Simple Space for the Kokoro Model
Generate text transcripts with timestamps from audio or video
Transcribe or translate audio and YouTube videos
Generate natural-sounding speech from text using OpenAI's API
Generate realistic audio from text
F5-TTS & E2-TTS: Zero-Shot Voice Cloning (Unofficial Demo)
Generate speech from text with customizable voices
Accessibility PDF & pasted text to speech converter w/ gTTs
Talk to Qwen2Audio with Gradio and WebRTC ⚡️
Ebook2audiobook docker space beta
Turn Any Article to Podcast
V1.0Convert any Ebook to AudioBook with Xtts + VoiceCloning!
Enhance your audio quality by removing noise
Kokoro is a speech synthesis tool designed to convert text into natural-sounding speech. It provides a simple and intuitive interface for generating audio from written content, leveraging advanced models and engines to deliver high-quality voice outputs.
• Multiple Voice Options: Choose from a variety of voices to match your needs.
• Language Support: Generate speech in multiple languages for global accessibility.
• Engine Flexibility: Utilize different speech synthesis engines for varying output styles.
• SSML Support: Customize speech patterns, pitch, and speed using Speech Synthesis Markup Language.

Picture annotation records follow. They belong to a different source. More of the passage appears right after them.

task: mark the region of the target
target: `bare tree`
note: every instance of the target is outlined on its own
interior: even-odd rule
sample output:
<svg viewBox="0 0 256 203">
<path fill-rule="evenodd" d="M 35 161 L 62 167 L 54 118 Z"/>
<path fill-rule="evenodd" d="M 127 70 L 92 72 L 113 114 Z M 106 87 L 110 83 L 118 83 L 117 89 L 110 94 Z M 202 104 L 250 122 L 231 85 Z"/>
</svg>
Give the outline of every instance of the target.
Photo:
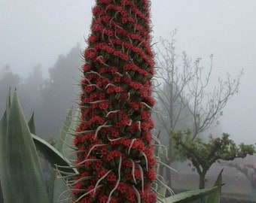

• Real-Time Generation: Quickly convert text to speech with minimal processing time.
What engines does Kokoro support?
Kokoro supports a range of engines, including Google Text-to-Speech, Amazon Polly, and others, depending on your setup.
Can I customize the speech output?
Yes, Kokoro allows you to customize speech using SSML, enabling control over pitch, speed, and emphasis.
Is Kokoro free to use?
Kokoro offers a free tier with basic features, but advanced options may require a subscription or payment.